C’è anche Kipiani, ma il "Colonnello" non lo fa mai giocare. L’URSS sta giocando la sua ultima gara, sta vincendo e alla fine arriverà terza, ma se "Dato" non entra in campo non ha diritto a ritirare la medaglia. Lobanovskyi gli dice di scaldarsi a tre minuti dalla fine. Kipiani si rifiuta: «Non sono qui per la medaglia, sono qui per giocare». I rapporti da quel momento diventano difficili. Il tecnico l’ucraino non vuole trequartisti in campo: il ruolo di Kipiani cozza con il suo modulo e fra il singolo e il modulo vince sempre il modulo. La stagione, poi, non è cominciata bene per Davit: Ángel del Real Madrid gli ha rotto una gamba al Trofeo Santiago Bernabéu e lui è costretto a saltare tutta la prima parte della stagione. Tornerà solo verso la fine dell’annata calcistica, dimostrando tuttavia di essere in forma perfetta.

 

Si arriva al momento delle convocazioni. I tifosi lo adorano, Akhalkatsi fa il possibile per portarlo, ma è in minoranza contro Beskov e Lobanovskyi. Alla fine sono loro ad avere la meglio. Il verdetto è che Kipiani resta a casa perché è infortunato. Non è vero, ma non importa.

 

Per la Spagna partono quattro georgiani: Daraselia, Chivadze, Sulakvelidze e Shengelija. La spedizione sarà fallimentare e neanche la stella dell’eroe di Dusseldorf riuscirà a brillare, finendo relegata in panchina.

 

Prima della competizione Kipiani spiazza tutti: «Avevo due sogni, vincere un trofeo europeo e giocare i Mondiali. Il primo l’ho realizzato. Il secondo non diventerà mai realtà perché nel 1986 sarò troppo vecchio. A questo punto non ha più senso continuare a giocare». I tifosi sono sconcertati, tutti provano a farlo ricredere ma non è possibile. Kipiani non riesce a capire il motivo della sua esclusione e non cambia idea. La sua partita d’addio si deve giocare a novembre, ma qualche giorno prima dell’evento muore Breznev e la gara non si giocherà mai.

 

A dicembre dello stesso anno arriva un altro colpo tremendo. Mentre sta guidando su una strada di montagna, Daraselia perde il controllo della sua macchina e finisce in un fiume. Ci vorranno quasi quindici giorni per recuperare il corpo senza vita del centrocampista. Aveva venticinque anni.

 

La Dinamo rimane sotto shock e la stagione si conclude con l’esonero di Akhalkatsi, sostituito proprio da Kipiani, che inizia così la propria carriera da allenatore.

 

Siederà su diverse panchine ma il suo lavoro sarà diviso nella maggior parte delle occasioni fra la sua Dinamo e la nazionale georgiana.
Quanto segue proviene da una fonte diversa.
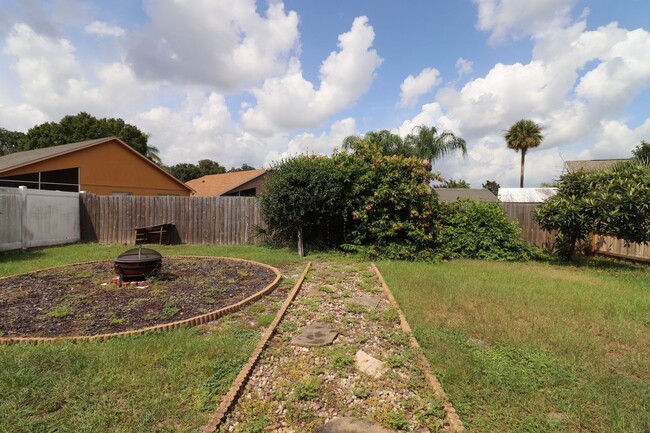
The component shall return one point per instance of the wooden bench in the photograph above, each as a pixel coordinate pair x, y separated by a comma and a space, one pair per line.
158, 234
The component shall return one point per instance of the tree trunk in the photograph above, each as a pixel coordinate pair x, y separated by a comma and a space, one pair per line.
523, 159
301, 251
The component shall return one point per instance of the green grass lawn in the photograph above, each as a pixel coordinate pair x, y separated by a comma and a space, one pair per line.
159, 382
534, 347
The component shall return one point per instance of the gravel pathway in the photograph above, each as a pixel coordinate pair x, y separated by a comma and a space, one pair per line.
298, 389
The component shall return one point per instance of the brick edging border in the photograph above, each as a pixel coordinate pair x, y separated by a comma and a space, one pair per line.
245, 373
455, 424
192, 321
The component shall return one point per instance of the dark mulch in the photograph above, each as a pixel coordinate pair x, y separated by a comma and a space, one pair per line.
82, 300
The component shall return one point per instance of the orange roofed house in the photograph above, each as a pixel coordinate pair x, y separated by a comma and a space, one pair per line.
237, 183
105, 166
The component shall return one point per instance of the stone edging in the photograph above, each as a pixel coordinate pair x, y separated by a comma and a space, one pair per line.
192, 321
243, 376
455, 424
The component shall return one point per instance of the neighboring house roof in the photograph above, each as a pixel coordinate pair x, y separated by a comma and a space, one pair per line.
526, 195
592, 165
453, 194
219, 184
28, 157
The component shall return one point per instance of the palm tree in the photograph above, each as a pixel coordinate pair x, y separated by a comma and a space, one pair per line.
521, 136
383, 140
430, 145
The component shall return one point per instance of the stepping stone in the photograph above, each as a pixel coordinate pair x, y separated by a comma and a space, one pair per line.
315, 293
351, 425
369, 365
368, 301
315, 334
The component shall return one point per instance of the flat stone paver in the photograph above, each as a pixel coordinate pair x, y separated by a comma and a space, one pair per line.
369, 365
316, 334
368, 301
351, 425
315, 293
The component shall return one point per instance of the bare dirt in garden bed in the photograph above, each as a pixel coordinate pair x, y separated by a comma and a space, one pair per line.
82, 300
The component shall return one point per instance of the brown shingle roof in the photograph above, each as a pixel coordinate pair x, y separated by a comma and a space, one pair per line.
592, 165
219, 184
27, 157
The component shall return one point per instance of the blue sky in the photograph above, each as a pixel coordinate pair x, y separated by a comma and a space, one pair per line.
255, 82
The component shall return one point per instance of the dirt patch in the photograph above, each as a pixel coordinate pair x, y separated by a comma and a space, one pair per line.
82, 300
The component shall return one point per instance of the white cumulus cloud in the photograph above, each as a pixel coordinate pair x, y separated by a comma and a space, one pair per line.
414, 87
516, 19
290, 101
220, 43
577, 86
104, 29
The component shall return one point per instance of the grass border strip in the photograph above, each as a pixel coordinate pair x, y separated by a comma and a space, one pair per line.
455, 424
231, 397
192, 321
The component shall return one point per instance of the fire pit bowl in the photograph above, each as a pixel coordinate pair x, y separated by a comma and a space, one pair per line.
137, 264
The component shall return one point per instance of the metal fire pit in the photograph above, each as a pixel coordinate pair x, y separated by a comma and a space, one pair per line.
137, 264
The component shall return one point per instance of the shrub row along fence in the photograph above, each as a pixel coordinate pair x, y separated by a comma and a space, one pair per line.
604, 245
36, 218
614, 247
522, 213
197, 220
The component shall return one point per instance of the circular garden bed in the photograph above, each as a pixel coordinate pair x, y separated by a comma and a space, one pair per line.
84, 300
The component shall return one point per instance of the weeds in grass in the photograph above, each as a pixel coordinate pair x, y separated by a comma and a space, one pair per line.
360, 389
555, 339
265, 319
354, 308
307, 388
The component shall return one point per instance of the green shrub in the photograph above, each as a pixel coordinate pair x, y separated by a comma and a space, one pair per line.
480, 230
615, 202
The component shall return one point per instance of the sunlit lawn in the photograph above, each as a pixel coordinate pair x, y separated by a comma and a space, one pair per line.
534, 347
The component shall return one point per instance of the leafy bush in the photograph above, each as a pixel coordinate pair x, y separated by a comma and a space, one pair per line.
481, 230
615, 202
396, 217
379, 205
305, 193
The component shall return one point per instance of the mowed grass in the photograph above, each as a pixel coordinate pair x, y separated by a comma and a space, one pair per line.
534, 347
164, 382
159, 382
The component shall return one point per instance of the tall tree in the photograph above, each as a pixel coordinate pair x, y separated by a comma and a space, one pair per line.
523, 135
185, 171
453, 183
492, 186
9, 141
244, 167
642, 152
382, 140
424, 142
83, 126
429, 145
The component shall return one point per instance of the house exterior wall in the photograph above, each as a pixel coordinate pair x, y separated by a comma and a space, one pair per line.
109, 168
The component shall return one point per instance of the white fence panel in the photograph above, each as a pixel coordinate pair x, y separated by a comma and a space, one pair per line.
11, 217
38, 218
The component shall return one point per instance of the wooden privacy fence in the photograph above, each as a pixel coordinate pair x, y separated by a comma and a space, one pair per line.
611, 246
601, 244
522, 213
197, 220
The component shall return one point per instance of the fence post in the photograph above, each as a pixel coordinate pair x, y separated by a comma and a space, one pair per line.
23, 217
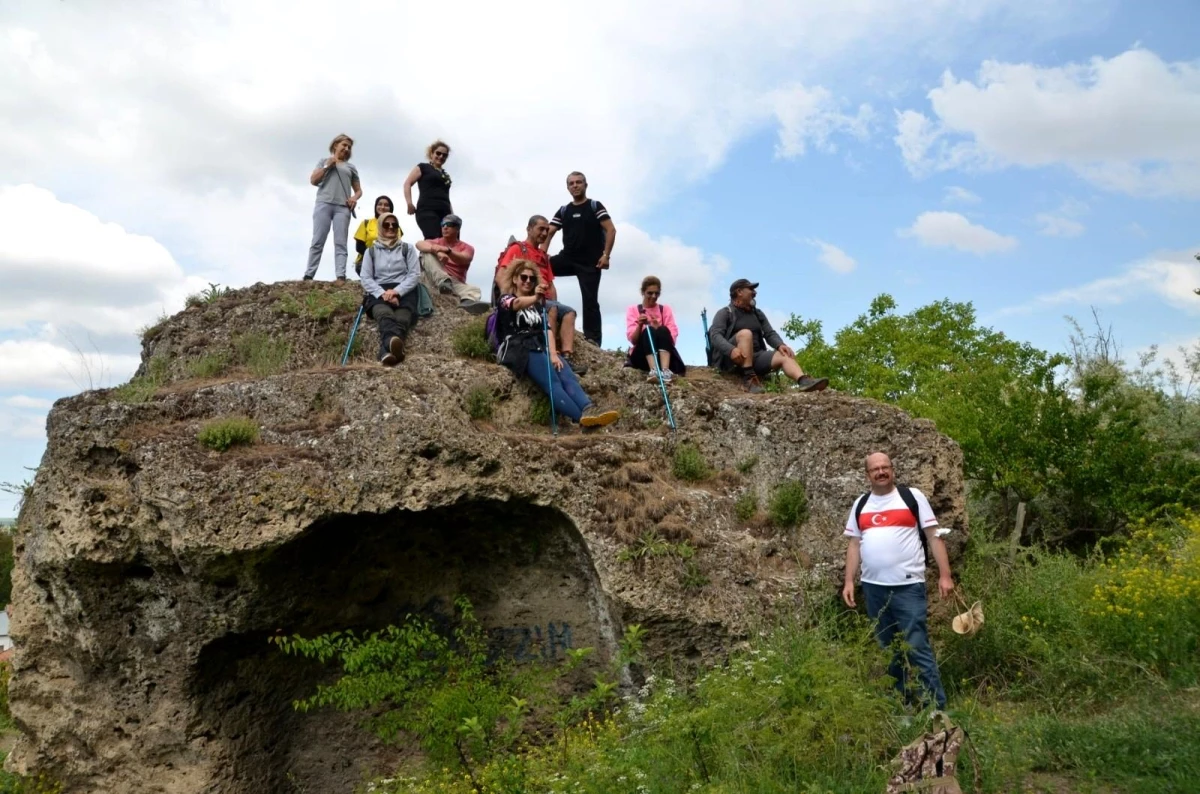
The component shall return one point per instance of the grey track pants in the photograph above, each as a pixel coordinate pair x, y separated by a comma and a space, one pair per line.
323, 217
Il 17 settembre avrebbe dovuto prendere un aereo per Mosca, dove era atteso dai dirigenti della Dinamo Mosca. Sarebbe dovuto diventare il loro allenatore.

 

Ancora oggi, se si domanda a un georgiano cosa sarebbe successo se Kipiani fosse andato in Spagna, la risposta è sempre la stessa: «Avremmo vinto il Mondiale».